KPMG, the smallest of the foursome, has been hardest hit by the situation, and has routinely been singled out by the UK’s accounting watchdog for its auditing standards. As a result, earlier in the year, KPMG confirmed it would restructure its UK auditing business – having already barred its firm from holding both consulting and accounting contracts for UK clients.
Now, as the international professional services giant continues to evaluate its priorities in the UK, it has been reported that KPMG is considering the sale of its pensions practice. According to Sky News, the sale could be worth as much as £120 million, and would only involve the future of the UK pensions practice, so pensions advisory practices in other countries will not be affected.
Commenting on the potential sale, a KPMG spokesperson stated, “Like any other large firm, we routinely assess the strategic fit of each business in our portfolio and as a result of this can confirm that following recent expressions of interest from third parties, we are exploring options for this area of the business.”
The source added that KPMG had “made no firm decisions over any eventual outcomes at this stage.” At the same time, however, the part of KPMG’s business has “grown significantly into a market leading business in the sector, advising both corporate clients and pensions trustees” in the past few years, and as a result the firm has reportedly regularly received “unsolicited offers” for its UK pensions practice.
According to a recent study, 37% of pension schemes are currently enjoying a funding surplus.
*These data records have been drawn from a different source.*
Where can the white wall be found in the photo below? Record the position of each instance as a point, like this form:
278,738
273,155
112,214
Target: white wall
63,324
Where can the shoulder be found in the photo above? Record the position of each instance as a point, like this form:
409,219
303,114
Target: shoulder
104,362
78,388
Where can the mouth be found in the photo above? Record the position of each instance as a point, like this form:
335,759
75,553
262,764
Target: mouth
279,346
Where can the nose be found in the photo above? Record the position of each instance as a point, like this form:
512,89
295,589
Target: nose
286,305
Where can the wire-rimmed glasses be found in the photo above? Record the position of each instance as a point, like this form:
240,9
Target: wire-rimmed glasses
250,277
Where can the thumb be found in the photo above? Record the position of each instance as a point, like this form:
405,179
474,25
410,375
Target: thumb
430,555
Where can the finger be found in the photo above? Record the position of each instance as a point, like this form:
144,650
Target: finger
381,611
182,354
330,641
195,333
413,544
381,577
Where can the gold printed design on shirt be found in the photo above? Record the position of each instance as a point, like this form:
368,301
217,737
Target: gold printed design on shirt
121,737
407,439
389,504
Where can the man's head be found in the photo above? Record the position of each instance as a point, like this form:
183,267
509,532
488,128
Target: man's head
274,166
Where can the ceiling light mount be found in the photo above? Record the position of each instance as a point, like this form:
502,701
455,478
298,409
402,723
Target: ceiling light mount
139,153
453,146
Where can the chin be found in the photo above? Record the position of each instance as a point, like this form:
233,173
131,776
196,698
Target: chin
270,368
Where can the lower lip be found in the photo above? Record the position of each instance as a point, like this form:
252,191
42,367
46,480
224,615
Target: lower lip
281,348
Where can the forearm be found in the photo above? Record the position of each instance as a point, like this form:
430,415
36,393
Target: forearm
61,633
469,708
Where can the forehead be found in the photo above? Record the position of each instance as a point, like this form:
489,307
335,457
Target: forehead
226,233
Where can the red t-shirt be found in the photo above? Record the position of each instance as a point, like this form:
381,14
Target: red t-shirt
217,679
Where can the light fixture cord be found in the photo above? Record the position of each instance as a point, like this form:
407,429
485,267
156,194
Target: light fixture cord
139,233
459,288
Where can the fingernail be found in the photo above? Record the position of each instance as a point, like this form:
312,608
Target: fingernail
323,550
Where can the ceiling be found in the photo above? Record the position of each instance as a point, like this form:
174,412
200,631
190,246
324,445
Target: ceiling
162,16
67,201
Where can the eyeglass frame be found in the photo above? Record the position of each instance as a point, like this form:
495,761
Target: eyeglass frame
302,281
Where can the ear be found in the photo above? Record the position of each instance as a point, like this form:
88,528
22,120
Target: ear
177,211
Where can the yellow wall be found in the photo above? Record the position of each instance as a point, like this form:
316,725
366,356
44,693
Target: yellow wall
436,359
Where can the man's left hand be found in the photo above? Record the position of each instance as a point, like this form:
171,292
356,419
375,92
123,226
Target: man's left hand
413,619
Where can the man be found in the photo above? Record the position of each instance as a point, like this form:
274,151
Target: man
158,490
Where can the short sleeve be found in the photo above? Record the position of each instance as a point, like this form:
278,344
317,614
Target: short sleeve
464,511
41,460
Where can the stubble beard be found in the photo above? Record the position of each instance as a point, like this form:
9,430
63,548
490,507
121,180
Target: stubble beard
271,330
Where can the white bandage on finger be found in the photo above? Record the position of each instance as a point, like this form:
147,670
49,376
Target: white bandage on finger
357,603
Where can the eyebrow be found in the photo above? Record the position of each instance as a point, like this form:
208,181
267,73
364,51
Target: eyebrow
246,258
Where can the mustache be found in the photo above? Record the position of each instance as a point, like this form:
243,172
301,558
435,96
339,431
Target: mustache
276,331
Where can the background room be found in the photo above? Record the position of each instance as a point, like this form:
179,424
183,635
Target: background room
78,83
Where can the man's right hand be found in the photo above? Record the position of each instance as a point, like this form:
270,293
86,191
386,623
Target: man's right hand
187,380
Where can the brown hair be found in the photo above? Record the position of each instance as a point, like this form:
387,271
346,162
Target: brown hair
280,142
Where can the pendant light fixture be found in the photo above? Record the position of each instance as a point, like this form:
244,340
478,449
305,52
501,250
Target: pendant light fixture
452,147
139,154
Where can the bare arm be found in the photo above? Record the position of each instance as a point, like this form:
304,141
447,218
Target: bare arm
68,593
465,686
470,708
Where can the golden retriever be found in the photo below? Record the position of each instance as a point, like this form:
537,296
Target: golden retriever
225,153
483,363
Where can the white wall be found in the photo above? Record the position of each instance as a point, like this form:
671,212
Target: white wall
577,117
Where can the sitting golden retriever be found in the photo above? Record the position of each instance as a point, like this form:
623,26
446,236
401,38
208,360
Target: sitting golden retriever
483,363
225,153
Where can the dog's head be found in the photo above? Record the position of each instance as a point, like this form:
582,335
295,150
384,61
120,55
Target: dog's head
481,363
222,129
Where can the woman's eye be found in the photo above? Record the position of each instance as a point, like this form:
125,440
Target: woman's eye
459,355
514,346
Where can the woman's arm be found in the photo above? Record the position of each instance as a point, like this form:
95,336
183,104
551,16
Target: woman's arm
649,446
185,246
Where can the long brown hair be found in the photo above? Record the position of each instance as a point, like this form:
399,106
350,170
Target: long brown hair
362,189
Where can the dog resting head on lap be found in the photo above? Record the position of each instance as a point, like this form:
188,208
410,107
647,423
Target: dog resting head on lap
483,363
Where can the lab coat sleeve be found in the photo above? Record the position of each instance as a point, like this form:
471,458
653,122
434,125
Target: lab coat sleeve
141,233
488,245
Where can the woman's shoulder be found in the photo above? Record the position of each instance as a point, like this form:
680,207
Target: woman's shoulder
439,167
At the same time, however, a similar number are yet to agree on a long-term target for their funds, suggesting they could be doing more to capitalise on their current momentum. The purchase of KPMG’s pensions wing could be a major inroad for another firm into an especially lucrative market, in keen need of advisory services, then.
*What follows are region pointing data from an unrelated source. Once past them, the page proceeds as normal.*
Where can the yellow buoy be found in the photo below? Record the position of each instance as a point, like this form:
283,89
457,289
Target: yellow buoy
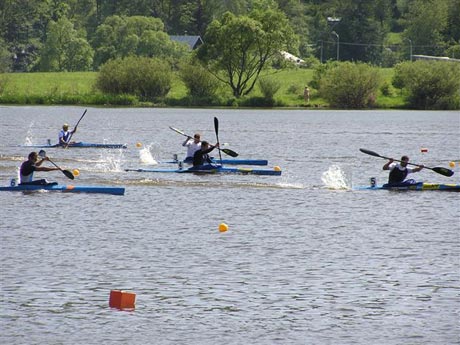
223,227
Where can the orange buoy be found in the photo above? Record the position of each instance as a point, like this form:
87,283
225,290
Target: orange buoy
122,299
223,227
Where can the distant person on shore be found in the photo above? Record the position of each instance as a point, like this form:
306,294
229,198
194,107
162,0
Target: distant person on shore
306,94
32,164
201,156
192,145
398,172
65,134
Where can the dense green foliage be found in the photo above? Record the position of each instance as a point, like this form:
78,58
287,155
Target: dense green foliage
349,85
238,48
146,78
381,32
429,84
200,84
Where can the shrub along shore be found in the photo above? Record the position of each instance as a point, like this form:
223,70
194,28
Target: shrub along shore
72,88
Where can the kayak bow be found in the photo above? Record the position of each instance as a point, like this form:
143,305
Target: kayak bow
228,161
65,188
213,170
81,145
419,186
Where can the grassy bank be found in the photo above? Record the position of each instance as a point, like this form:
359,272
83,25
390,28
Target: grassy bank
78,88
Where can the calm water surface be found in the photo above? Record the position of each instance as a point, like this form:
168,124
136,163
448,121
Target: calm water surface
306,260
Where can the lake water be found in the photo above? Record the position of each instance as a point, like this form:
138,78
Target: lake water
306,260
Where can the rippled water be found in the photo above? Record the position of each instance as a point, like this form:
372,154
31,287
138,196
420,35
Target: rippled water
306,260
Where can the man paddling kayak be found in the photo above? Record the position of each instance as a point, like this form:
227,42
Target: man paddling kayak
398,172
65,135
201,156
192,146
26,172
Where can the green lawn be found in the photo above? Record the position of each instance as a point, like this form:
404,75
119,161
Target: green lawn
78,88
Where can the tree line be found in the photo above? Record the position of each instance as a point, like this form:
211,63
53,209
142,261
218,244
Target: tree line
82,35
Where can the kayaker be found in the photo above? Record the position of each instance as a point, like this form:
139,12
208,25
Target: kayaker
398,172
201,156
26,172
65,134
192,145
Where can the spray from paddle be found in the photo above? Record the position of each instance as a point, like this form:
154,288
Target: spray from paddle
335,178
146,157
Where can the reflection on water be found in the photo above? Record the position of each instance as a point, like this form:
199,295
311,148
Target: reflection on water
302,262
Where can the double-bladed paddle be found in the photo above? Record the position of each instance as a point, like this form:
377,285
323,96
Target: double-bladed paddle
226,151
67,173
439,170
216,129
75,128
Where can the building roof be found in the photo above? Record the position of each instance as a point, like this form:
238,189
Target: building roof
192,41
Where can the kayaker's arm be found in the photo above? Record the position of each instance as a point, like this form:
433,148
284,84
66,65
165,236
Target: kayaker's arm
387,164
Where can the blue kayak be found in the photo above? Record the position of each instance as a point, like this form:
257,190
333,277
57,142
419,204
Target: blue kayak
80,145
228,161
53,187
213,170
419,186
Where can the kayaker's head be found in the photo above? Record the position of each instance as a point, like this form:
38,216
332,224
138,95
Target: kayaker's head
404,161
33,156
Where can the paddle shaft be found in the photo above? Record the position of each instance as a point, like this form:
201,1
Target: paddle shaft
75,128
216,129
226,151
439,170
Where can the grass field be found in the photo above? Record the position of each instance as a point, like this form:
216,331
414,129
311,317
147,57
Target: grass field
78,88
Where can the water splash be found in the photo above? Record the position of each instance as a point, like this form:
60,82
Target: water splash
110,161
335,178
146,156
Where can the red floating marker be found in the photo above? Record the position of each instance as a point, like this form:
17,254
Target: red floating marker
122,299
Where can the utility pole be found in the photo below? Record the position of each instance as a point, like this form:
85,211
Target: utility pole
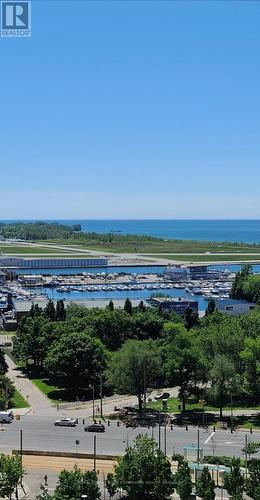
165,435
231,413
144,403
21,455
101,397
95,449
93,402
246,452
6,398
159,430
198,448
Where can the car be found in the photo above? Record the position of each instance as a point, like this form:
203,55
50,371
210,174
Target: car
163,395
66,422
95,428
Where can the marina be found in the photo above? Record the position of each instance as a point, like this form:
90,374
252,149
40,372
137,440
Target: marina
120,282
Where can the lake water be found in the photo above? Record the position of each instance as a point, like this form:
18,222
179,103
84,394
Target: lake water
247,231
117,294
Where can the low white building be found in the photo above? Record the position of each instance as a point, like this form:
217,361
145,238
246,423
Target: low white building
234,306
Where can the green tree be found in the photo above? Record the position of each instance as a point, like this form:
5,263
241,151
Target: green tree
112,327
252,484
76,360
144,472
184,366
49,311
233,480
73,485
223,375
3,363
251,357
60,313
7,391
141,306
111,305
183,482
211,307
111,485
10,475
191,318
205,485
128,306
135,367
30,343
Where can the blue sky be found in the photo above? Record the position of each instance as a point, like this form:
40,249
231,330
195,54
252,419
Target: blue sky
132,110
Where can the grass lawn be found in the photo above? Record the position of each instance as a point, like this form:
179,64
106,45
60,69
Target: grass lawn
23,249
51,391
58,394
18,401
136,245
208,258
173,404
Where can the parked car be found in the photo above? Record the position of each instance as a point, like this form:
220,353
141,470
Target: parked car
6,417
95,428
163,395
66,422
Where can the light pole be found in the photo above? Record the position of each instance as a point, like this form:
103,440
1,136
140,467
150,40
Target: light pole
159,444
231,412
95,450
93,402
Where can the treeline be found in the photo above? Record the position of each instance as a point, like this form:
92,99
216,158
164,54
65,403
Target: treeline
7,389
144,472
216,358
246,285
37,231
55,231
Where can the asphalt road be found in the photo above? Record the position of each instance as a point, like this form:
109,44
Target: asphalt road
39,433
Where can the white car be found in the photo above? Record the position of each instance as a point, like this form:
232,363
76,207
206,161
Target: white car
66,422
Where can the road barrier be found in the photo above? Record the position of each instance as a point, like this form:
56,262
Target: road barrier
64,454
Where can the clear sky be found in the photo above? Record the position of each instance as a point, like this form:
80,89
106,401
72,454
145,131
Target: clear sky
132,110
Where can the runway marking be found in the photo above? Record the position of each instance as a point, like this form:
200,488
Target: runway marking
209,437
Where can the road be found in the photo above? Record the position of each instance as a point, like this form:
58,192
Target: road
39,433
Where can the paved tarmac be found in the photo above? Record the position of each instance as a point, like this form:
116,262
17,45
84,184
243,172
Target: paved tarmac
39,433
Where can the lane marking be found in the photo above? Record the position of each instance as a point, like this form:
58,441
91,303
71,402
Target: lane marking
209,437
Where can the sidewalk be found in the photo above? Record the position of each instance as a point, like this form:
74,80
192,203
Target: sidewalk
36,399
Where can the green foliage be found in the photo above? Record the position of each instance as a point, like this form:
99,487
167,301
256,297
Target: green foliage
211,307
74,484
32,340
251,357
10,475
35,231
111,305
182,481
223,378
60,314
135,366
76,360
144,472
205,486
7,392
191,318
251,448
233,480
252,484
3,363
49,311
245,285
184,366
111,484
128,306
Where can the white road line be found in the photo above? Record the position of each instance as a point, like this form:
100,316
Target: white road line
209,438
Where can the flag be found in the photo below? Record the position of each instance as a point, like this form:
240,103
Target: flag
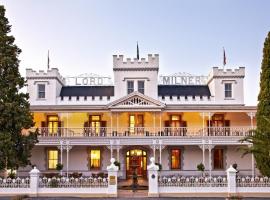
48,61
224,57
138,55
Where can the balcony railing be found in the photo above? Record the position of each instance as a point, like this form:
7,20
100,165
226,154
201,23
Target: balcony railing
144,131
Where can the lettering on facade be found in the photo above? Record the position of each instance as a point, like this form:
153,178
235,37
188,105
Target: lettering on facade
112,180
88,80
182,79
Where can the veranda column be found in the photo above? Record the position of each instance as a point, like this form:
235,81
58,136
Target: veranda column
210,146
34,179
111,124
112,179
61,154
68,148
153,178
202,146
252,115
231,178
160,151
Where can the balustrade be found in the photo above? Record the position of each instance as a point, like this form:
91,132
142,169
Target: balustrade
146,131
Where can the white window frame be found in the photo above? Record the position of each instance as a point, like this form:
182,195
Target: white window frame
141,88
38,90
129,89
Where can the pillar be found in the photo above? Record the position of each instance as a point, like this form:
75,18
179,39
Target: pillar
153,178
112,179
231,178
34,180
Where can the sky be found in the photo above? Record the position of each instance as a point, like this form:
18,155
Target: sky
189,35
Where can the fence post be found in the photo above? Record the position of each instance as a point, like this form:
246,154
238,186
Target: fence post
231,178
34,179
112,179
153,178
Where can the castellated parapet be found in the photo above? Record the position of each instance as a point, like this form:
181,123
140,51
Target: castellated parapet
217,72
151,62
51,73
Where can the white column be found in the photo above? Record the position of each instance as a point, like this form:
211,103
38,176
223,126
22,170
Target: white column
231,178
160,151
203,151
153,178
117,123
61,155
34,179
160,123
154,123
251,115
67,143
203,124
112,179
111,147
111,123
210,158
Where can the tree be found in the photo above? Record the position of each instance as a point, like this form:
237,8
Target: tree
260,140
15,116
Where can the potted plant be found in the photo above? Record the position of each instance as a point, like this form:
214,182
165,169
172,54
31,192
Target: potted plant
59,166
117,163
159,166
201,168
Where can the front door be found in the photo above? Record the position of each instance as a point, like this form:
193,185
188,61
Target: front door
136,161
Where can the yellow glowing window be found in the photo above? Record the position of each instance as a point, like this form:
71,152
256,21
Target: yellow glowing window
175,117
52,159
94,159
53,118
175,159
95,118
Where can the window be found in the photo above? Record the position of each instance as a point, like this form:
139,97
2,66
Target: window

If a move does materialise, it would echo the deal made by the UK’s sixth-largest professional services firm in June. Grant Thornton, which has been said to be under similar pressure to KPMG in the wake of proposals from the Competition and Markets Authority, and from the Kingman Review, sold its wealth advisory unit to the financial advice arm of Standard Life Aberdeen, 1825. The sale has been said to be an attempt by the firm – which drew sharp scrutiny throughout the year for its failings at Patisserie Valerie – to distance itself from potential conflicts of interest.
However, it is by no means a foregone conclusion that KPMG will indeed go through with the offloading of such a profitable line of its business. Late in 2018, KPMG was understood to have rejected informal bids to purchase its UK restructuring business, after rumours had circulated that the professional services giant was set to offload its corporate turnaround wing. In that case, the firm’s British leadership instead opted to hang on to what remains a major fee-earning operation, amid booming demand in the UK.